I’m facing a design problem, and I would like to get the opinion of some people with more experience than me. I need to make a good argument for my plan (laid out below) because someone else working on this project is suggesting a lookup table, essentially. He comes from a SQL background - so I feel in some ways that it’s one of those “if you’re a hammer, everything looks like a nail” scenarios. But I may also be wrong!

Consider two collections: one that stores Users and one that stores Clubs. A Club may have many Users (and must have at least one), and a User may belong to many Clubs.

Because a Club can assign permissions to its Users, and within the scope of the Club, those permissions will need to be easily queryable, I decided to store User references in Club documents.

However, it is also crucial that all of a User’s Clubs are easily queried. So after some consideration, I decided to take the hit on data redundancy and also store an array of Club references in User documents. Now, when I need all of a User’s Clubs, I query on the User ‘Clubs’ field, and when I need all of a Club’s Users, I query on the Club’s ‘Users’ field. From my (inexperienced) point of view, I’m trading the cost of each User’s array of Club _id’s (which I think are 8B/ObjectId) for improved querying.

I guess my partner wants to store { UserId, ClubId, Permissions } documents in a new join collection. It just feels icky and too “SQL-y” to me. But otherwise, I can’t think of a really good reason not to do it this way, other than the fact that now I’ve got to make two queries or a $lookup for either mentioned query - every time. I know that if I ever choose to shard either collection, that I won’t be able to use it as the joined collection in a lookup - so I’m weary to go that route.

Thanks for any help.

wan · June 18, 2020, 6:16am

Hi @Michael_Jay,

It’s been a while since you posted this question, have you found an answer yet ?

Generally data modelling is a broad topic to discuss, this is due to many factors that may affect the design decision. One major factor is the application requirements, knowing how the application is going to interact with the database. With MongoDB flexible schema characteristic, developers can focus on the application design and let the database design conform for the benefit of the application. See also Building With Patterns: Summary

Depending on the use case, if you’re storing user references as an array in a club document you may have a very large array. Also, updating users within those array may not be a straight forward process.

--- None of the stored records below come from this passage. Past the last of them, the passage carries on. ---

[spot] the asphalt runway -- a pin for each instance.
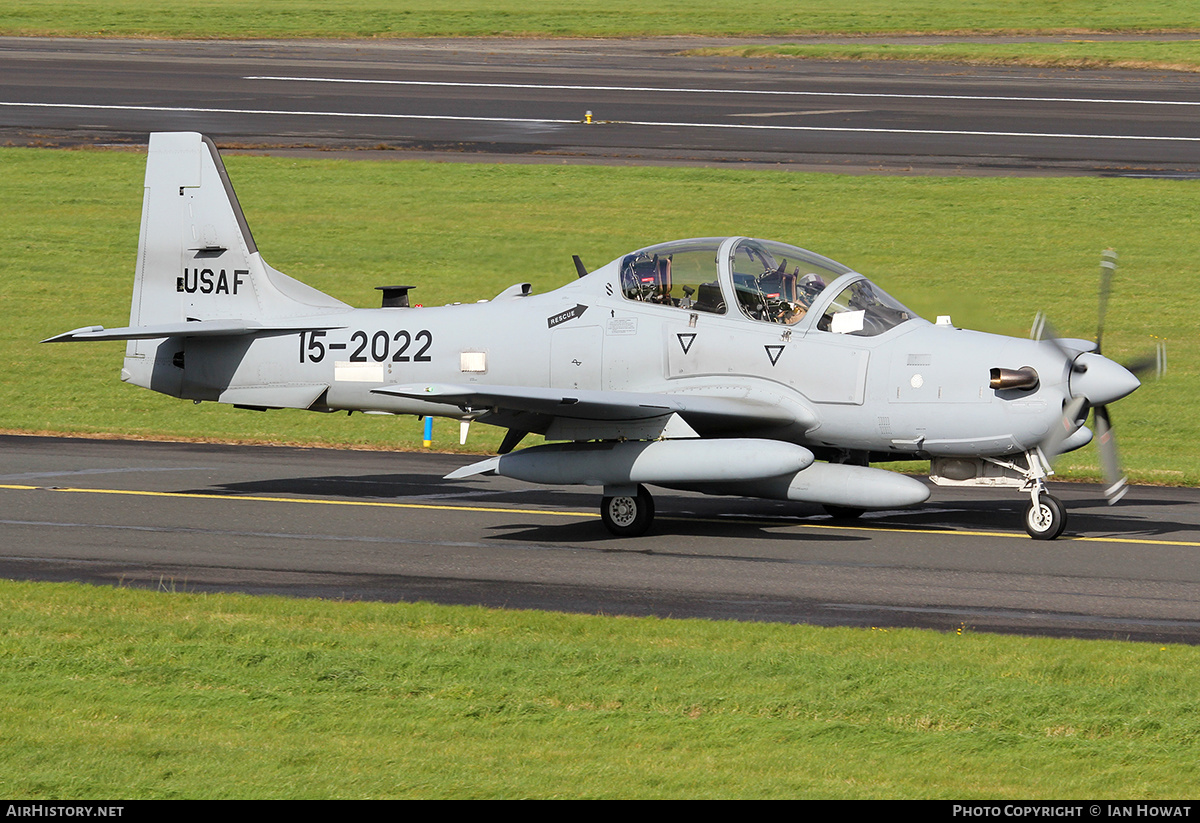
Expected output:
(529, 100)
(384, 526)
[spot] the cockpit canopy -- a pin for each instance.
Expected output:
(768, 282)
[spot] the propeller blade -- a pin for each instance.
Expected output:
(1155, 361)
(1108, 268)
(1051, 446)
(1044, 332)
(1107, 444)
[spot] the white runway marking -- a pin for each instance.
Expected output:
(543, 121)
(876, 95)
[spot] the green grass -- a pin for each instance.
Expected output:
(1169, 55)
(612, 18)
(123, 694)
(989, 251)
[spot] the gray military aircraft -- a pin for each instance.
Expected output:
(719, 365)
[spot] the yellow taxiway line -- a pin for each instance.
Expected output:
(381, 504)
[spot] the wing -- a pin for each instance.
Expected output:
(591, 414)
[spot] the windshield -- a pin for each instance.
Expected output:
(777, 282)
(682, 274)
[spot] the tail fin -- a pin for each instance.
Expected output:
(197, 259)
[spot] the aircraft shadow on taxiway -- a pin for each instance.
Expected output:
(690, 515)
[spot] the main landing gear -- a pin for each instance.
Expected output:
(628, 516)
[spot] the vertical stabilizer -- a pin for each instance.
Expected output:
(197, 259)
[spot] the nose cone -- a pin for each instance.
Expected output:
(1103, 382)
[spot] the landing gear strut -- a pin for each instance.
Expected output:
(628, 516)
(1045, 516)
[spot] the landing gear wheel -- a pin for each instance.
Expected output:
(628, 516)
(1047, 518)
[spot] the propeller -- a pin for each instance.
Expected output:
(1096, 382)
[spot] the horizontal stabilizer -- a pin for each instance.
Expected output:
(191, 329)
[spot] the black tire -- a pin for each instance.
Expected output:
(628, 516)
(1047, 520)
(844, 512)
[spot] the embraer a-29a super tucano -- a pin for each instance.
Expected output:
(718, 365)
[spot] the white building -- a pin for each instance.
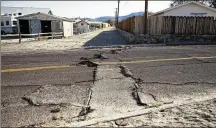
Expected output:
(9, 14)
(188, 9)
(81, 26)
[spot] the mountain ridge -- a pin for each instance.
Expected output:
(105, 18)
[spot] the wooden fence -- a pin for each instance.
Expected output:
(158, 25)
(37, 36)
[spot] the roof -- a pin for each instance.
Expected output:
(45, 15)
(191, 2)
(94, 22)
(82, 21)
(23, 10)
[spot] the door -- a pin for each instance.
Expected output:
(68, 28)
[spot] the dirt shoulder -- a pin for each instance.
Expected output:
(76, 41)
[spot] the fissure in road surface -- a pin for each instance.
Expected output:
(109, 95)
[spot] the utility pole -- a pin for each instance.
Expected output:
(146, 17)
(118, 11)
(116, 16)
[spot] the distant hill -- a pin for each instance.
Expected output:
(105, 18)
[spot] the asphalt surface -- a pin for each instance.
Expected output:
(106, 38)
(33, 96)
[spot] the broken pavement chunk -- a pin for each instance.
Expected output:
(88, 63)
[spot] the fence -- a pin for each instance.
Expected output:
(37, 36)
(170, 25)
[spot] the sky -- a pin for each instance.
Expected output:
(91, 9)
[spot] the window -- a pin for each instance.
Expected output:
(2, 23)
(14, 22)
(7, 22)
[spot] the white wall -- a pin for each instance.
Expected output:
(68, 29)
(187, 10)
(83, 27)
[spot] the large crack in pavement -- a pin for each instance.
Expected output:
(112, 92)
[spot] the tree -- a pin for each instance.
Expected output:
(211, 3)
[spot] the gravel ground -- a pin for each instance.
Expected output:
(200, 114)
(76, 41)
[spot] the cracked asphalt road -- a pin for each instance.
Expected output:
(158, 82)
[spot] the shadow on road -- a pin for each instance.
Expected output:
(106, 38)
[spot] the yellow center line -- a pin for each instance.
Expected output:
(104, 63)
(34, 68)
(156, 60)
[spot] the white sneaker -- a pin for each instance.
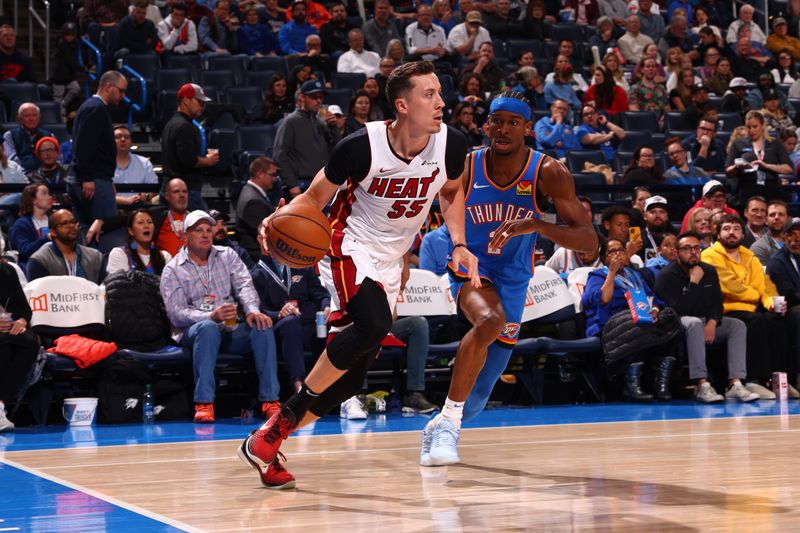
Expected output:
(705, 393)
(763, 392)
(443, 443)
(737, 391)
(5, 423)
(353, 409)
(792, 393)
(427, 437)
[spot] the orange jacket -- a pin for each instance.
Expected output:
(85, 352)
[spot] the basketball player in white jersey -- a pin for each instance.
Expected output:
(393, 171)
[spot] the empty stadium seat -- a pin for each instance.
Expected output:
(576, 159)
(728, 121)
(259, 78)
(190, 61)
(340, 97)
(515, 47)
(348, 80)
(218, 79)
(171, 79)
(673, 121)
(640, 121)
(233, 64)
(275, 63)
(144, 64)
(635, 139)
(59, 131)
(248, 97)
(573, 32)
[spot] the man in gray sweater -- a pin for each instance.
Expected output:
(64, 256)
(304, 142)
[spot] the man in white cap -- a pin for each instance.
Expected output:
(203, 288)
(780, 39)
(657, 223)
(714, 198)
(734, 100)
(182, 149)
(705, 149)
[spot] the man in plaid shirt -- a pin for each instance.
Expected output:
(203, 287)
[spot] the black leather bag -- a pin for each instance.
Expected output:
(622, 338)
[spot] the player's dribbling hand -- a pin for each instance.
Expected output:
(261, 321)
(511, 228)
(462, 256)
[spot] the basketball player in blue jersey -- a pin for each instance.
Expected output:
(507, 187)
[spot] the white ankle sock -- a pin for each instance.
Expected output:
(453, 411)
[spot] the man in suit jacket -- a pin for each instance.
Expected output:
(291, 297)
(253, 204)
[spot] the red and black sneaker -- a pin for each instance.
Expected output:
(261, 448)
(268, 409)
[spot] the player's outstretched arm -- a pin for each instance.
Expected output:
(556, 183)
(451, 201)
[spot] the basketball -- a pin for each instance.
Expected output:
(299, 235)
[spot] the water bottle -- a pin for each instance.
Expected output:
(322, 328)
(148, 413)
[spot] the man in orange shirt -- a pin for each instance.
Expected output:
(168, 220)
(316, 14)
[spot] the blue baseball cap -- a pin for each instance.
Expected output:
(312, 86)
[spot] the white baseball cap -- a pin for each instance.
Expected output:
(737, 82)
(712, 186)
(197, 216)
(655, 201)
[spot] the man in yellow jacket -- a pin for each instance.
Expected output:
(780, 39)
(748, 294)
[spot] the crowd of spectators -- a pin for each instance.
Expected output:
(714, 90)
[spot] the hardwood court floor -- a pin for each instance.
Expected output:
(727, 474)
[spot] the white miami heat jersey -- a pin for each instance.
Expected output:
(387, 198)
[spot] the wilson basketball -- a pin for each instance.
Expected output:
(299, 235)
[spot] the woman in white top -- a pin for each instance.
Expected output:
(140, 253)
(10, 172)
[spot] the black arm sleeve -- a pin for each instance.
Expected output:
(351, 158)
(455, 153)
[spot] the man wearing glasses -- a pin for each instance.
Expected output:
(692, 289)
(706, 150)
(254, 204)
(554, 133)
(95, 154)
(682, 171)
(598, 132)
(304, 141)
(64, 256)
(182, 150)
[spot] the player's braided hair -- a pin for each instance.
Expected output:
(515, 95)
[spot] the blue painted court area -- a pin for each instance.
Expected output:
(32, 503)
(51, 437)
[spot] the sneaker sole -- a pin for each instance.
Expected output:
(250, 459)
(406, 409)
(443, 461)
(254, 462)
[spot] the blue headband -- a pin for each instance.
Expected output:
(512, 105)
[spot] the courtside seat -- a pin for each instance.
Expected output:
(166, 356)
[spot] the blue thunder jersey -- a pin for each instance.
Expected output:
(487, 206)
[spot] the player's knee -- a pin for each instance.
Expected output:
(372, 328)
(490, 322)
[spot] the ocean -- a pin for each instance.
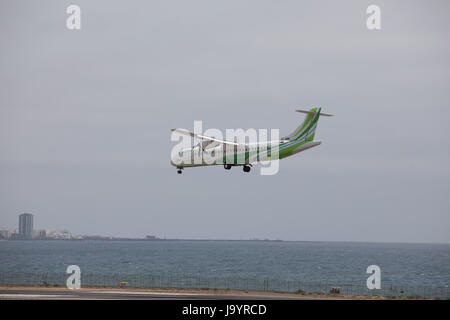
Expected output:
(329, 263)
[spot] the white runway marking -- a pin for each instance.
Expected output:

One alternative is to keep the reference of a club in users document. You can still utilise $lookup to query all users that belong to a club.

For example, if you have Users documents as below:

{"name":"Alice", clubs:["Foo"]}
{"name":"Bob", clubs:["Bar"]}
{"name":"Chuck", clubs:["Foo", "Bar"]}

Example of Clubs documents as below:

{"club_id":"Foo"}
{"club_id":"Bar"}

Example to find all users for club Foo :

db.clubs.aggregate([
   {"$match":{"club_id":"Foo"}}, 
   {"$lookup":{
       "from":"users", 
       "let": {"cid":"$club_id"}, 
       "pipeline":[
           {"$match":{"$expr":{"$in":["$$cid", "$clubs"]}}}], 
       "as":"members"}
    }
]);

You may also find Data Model Examples and Patterns a useful reference.

Regards,
Wan.